The room went cold—colder than the shadow-nursery.
"My father is dead," I whispered, the violet light on my skin flickering. "I saw the pyre. I saw the ashes."
"He faked it," Rune said, a new, jagged vision slamming into the link.
I saw a man standing on a balcony of ice, his face a twisted, older version of Caspian’s. He was holding a silver lily, and at his feet, Vane was kneeling in the snow.
"He’s not coming to kill us, Lyra," Rune whispered, his eyes filling with a final, devastating clarity. "He’s coming to reclaim his 'Property.' He’s coming for the child. Because the child isn't just an heir..."
Rune gripped my stomach, his face pale.
"He’s the vessel for Lord Thorne’s own soul to return to the living."

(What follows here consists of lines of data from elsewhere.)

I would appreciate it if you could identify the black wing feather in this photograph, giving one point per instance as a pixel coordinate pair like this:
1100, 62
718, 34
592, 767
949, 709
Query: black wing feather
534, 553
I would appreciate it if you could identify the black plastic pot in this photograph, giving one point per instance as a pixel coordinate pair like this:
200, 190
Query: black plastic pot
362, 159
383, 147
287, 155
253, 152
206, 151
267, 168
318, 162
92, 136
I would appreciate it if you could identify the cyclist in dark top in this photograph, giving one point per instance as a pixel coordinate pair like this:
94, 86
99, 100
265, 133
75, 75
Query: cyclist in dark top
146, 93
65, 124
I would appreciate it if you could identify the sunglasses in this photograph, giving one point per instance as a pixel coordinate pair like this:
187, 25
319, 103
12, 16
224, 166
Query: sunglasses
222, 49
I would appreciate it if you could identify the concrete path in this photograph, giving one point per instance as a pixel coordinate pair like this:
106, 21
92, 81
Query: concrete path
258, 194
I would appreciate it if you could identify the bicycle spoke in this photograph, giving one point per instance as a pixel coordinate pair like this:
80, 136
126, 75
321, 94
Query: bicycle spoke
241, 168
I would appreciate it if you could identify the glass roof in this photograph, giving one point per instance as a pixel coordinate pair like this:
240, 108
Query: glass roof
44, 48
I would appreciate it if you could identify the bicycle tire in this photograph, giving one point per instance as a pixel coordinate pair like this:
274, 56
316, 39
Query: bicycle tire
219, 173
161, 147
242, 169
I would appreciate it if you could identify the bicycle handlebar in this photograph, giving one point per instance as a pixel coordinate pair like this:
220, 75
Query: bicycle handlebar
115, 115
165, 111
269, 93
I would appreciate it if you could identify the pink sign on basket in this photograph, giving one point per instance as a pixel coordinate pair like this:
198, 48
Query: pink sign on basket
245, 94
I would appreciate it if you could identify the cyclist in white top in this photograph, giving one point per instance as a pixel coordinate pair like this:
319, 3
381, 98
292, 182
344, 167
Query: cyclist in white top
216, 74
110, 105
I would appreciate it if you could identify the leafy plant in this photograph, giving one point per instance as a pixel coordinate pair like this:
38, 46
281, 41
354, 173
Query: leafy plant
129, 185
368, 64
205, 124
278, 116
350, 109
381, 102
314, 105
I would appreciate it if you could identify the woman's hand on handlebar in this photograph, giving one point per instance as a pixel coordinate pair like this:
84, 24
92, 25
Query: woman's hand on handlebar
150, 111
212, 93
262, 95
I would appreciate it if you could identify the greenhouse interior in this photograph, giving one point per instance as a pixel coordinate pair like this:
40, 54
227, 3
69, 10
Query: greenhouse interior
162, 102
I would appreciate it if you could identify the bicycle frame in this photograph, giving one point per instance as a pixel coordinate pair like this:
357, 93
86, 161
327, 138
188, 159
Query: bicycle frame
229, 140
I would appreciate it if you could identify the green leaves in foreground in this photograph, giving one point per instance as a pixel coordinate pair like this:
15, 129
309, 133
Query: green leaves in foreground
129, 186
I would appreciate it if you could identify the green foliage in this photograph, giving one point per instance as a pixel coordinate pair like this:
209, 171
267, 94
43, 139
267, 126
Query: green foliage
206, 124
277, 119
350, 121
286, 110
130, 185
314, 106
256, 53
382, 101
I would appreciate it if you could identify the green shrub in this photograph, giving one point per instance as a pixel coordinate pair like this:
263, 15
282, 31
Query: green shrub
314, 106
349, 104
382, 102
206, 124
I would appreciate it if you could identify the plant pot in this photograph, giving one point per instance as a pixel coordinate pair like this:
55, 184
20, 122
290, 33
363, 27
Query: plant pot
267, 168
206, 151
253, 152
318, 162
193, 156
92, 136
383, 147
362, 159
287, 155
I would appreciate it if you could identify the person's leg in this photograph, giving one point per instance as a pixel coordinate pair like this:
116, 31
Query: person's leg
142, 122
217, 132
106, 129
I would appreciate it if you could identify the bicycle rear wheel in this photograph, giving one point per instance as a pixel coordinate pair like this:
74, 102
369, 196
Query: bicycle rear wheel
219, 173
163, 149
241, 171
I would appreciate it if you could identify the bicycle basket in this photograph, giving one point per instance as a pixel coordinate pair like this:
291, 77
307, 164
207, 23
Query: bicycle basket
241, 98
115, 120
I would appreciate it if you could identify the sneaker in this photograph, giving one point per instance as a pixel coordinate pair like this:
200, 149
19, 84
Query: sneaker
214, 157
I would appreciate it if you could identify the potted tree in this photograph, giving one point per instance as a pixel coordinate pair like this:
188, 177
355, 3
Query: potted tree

From the top of the dungeon stairs, a horn sounded—a deep, booming note that echoed through the stone. It wasn't the Thorne horn. It was a Northern war-blast.
"They're here," Kael whispered, looking at the ceiling. "The fleet is above the manor."
And then, the voice of my father—a man I had mourned for ten years—rang out through the telepathy, clear and cold as a winter morning.
"Open the gates, children. Your King has come home for his grandson."